Under the new scheme the government would no longer contribute directly to the JV projects from budgetary provisions. Rather its contribution is structured to be funded by banks under an arrangement that will allow them to recover their monies while the federal government will only collect dividends from the profits.

To ensure a fresh start, Kachikwu facilitated a settlement of the $6.8billion cash call arrears with international oil companies in a landmark deal that will save the country about $1.7 billion.

HIGHER OIL PRICES + RISING PRODUCTION VOLUMES = MORE REVENUE

Along with other measures in the economic reform strategy of the Buhari administration, the efforts of the Petroleum Ministry under Kachikwu are producing positive economic and financial outcomes for the country. The country’s depleted purse has been experiencing a significant boost from higher oil earnings as a result of stable global oil prices (which now hover over $50) and a huge increase in local production capacity which has now hit a high of 2.5 million barrels per day. This has led to a steady rise in the country’s foreign exchange reserves which recently peaked at $31.22 billion, the highest in two years.

Though still significantly below pre-crisis levels, this gradual turnaround in the finances and revenue profile of the country is impacting the economy in two major ways.

First, the robust foreign exchange reserves are giving the Central Bank the firepower that it requires to provide liquidity in the foreign exchange market, a move critical to stabilising the value of the naira. Between February and April this year, the CBN leveraged the reserves and injected a cumulative sum of $3.61 billion into the foreign exchange market. As a result of such interventions the naira has remained relatively stable for about seven months, hovering at about N363 to dollar in the parallel market.

At a more fundamental level, the improved financial position of the country driven by a surge in oil earnings is boosting government’s efforts to get the country out of recession through increased funding of capital projects and other strategic initiatives in the 2017 budget.

Recent data from the National Bureau of Statistics show a steady pattern of recovery in key macro-economic indicators traceable to the improvement in revenues and other factors. In June, inflation rate stood at 16.10 percent, the lowest seen in 13 months. Analysts estimate that it would fall further to 15.96% in July.

The Production Managers Index (PMI) which indicates the level of manufacturing activity and the health of the economy is also growing at its fastest pace in two years, signaling significant expansions in the economy.

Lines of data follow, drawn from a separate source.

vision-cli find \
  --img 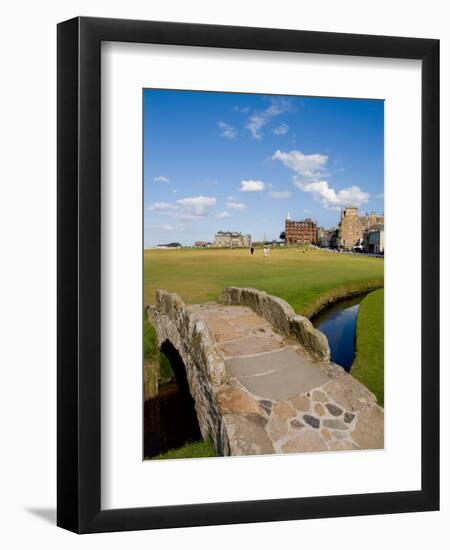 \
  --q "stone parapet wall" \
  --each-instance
[220,287,330,361]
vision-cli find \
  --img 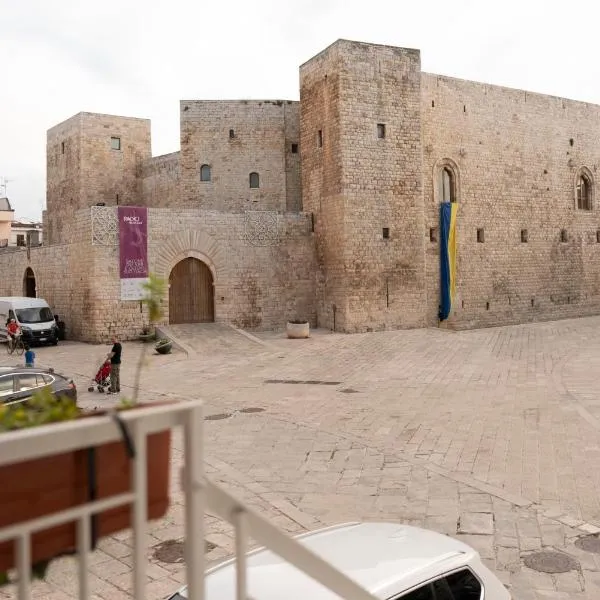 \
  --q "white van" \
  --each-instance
[0,296,58,346]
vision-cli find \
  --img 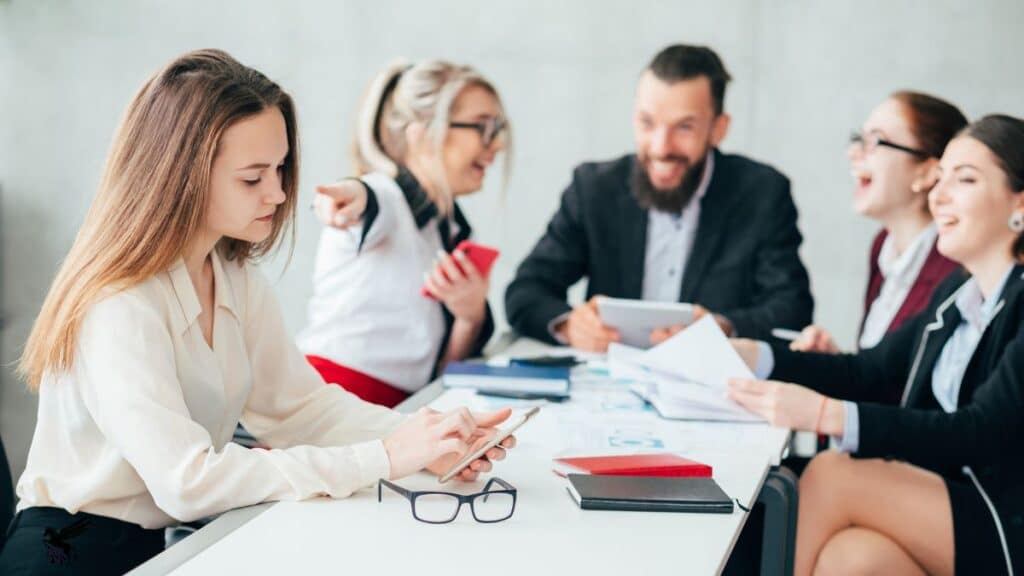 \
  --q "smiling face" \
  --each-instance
[205,108,289,243]
[441,84,506,196]
[929,136,1024,270]
[848,98,934,221]
[633,70,729,192]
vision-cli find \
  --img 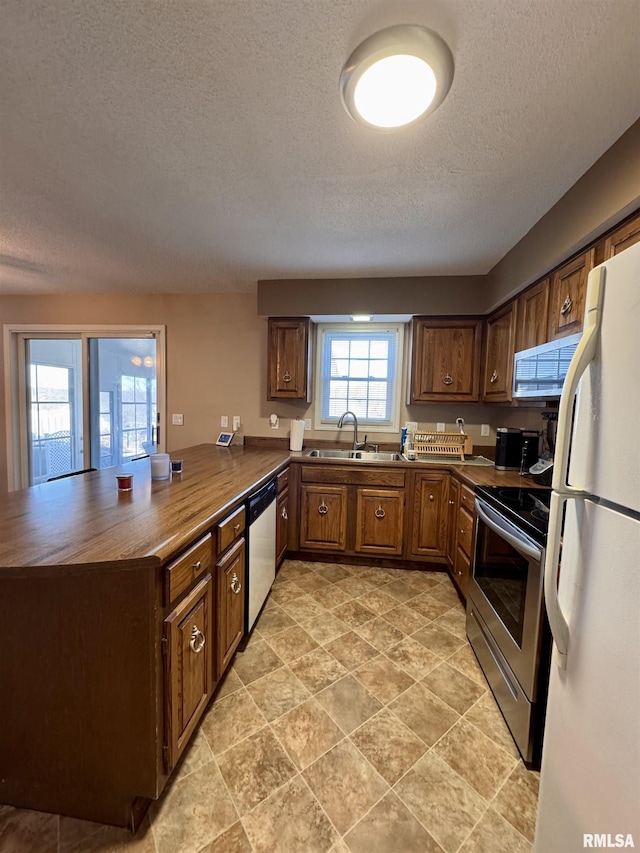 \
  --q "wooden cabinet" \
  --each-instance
[604,214,640,260]
[482,300,517,403]
[408,317,482,403]
[216,537,245,678]
[300,483,347,551]
[355,488,404,557]
[164,574,214,773]
[267,317,311,402]
[515,278,549,352]
[410,471,450,557]
[547,249,595,341]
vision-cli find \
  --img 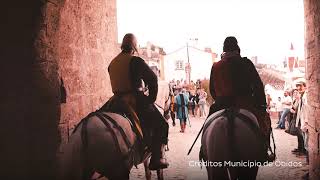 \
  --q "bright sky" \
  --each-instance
[117,0,304,64]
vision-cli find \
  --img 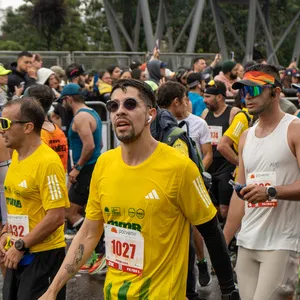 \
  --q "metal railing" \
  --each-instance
[0,51,215,71]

According to NBS the index jumped to 54.8 in July, from 52.9 in June because of the fast pace of expansion in both output and new orders despite some decrease in for-export orders.

In addition, the deceleration in the gross domestic product has also slowed down significantly from 1.6% in fourth quarter 2016 to 0.6% in 1st quarter 2017. The state of uncertainty is gradually changing to that of stability and predictability.

While this is yet to translate in practical terms to lower food prices in the markets, more money in people’s pockets to spend, there is a reasonable basis for optimism that if sustained and complemented by other efforts of government, the picture would soon change in visible ways.

Under the leadership of President Buhari and Acting President Osinbajo, Kachikwu’s leadership of the oil and gas industry in the wake of the drastic fall in oil prices in late 2014 have contributed to the rally in global oil prices, increased oil production and significant improvement in the overall health of the economy. As a result, the country is in a much better place than it was when the Game Changer was appointed two years ago.